Allí fue donde se detuvo, sorprendido y atónito, el mensajero Mercurio y, cuando terminó de admirar todas aquellas bellezas, entró en la enorme gruta.

La divina Calipso, al ver a Hermes, lo reconoció de inmediato –los dioses inmortales nunca se desconocen, por muy alejadas que estén sus moradas-. Mercurio no vio al magnánimo Ulises a los pies de la diosa, porque el héroe se encontraba sentado en la orilla, dando largos gemidos.


Allí, como siempre, consumiendo su corazón en llanto, suspiros y dolor, Ulises contemplaba el mar estéril, derramando lágrimas. Calipso, la más noble de las diosas, ofreció a Hermes un trono  fulgurante y espléndido y después le dijo:

-¿Por qué, Mercurio, inmortal venerable y amado, dios que llevas el caduceo de oro, has venido a esta isla que jamás habías visitado? Dime lo que te trae, pues mi deseo es cumplir el tuyo, si puedo hacerlo y si es posible. Pero antes, sígueme, para que pueda ofrecerte comida y hospitalidad.

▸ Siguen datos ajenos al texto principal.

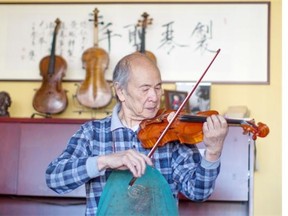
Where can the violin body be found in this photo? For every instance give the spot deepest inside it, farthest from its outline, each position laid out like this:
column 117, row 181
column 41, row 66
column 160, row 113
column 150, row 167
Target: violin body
column 94, row 91
column 187, row 129
column 51, row 98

Dicho esto, colocó ante Hermes una mesa cargada de ambrosía. Después ofreció al dios un rojo néctar. El mensajero Hermes tomó inmediatamente los alimentos y la bebida que le fueron presentados por la divina Calipso. Cuando terminó y repuso sus fuerzas, dijo las siguientes palabras:

-Me preguntas, oh diosa, qué es lo que trae a un dios a tu isla y te contestaré sin mentir, ya que así me lo ordenas. Zeus me envía aquí a mi pesar; ¿quién si no, se atrevería a cruzar voluntariamente estas aguas inmensas y salitrosas?... Por aquí no hay ninguna ciudad en la que los mortales ofrezcan a los dioses pomposos sacrificios o selectas hecatombes. Tú sabes que nadie, entre los habitantes del Olimpo, querría contrariar la voluntad poderosa del dios que tiene la égida, ni sustraerse a ella. 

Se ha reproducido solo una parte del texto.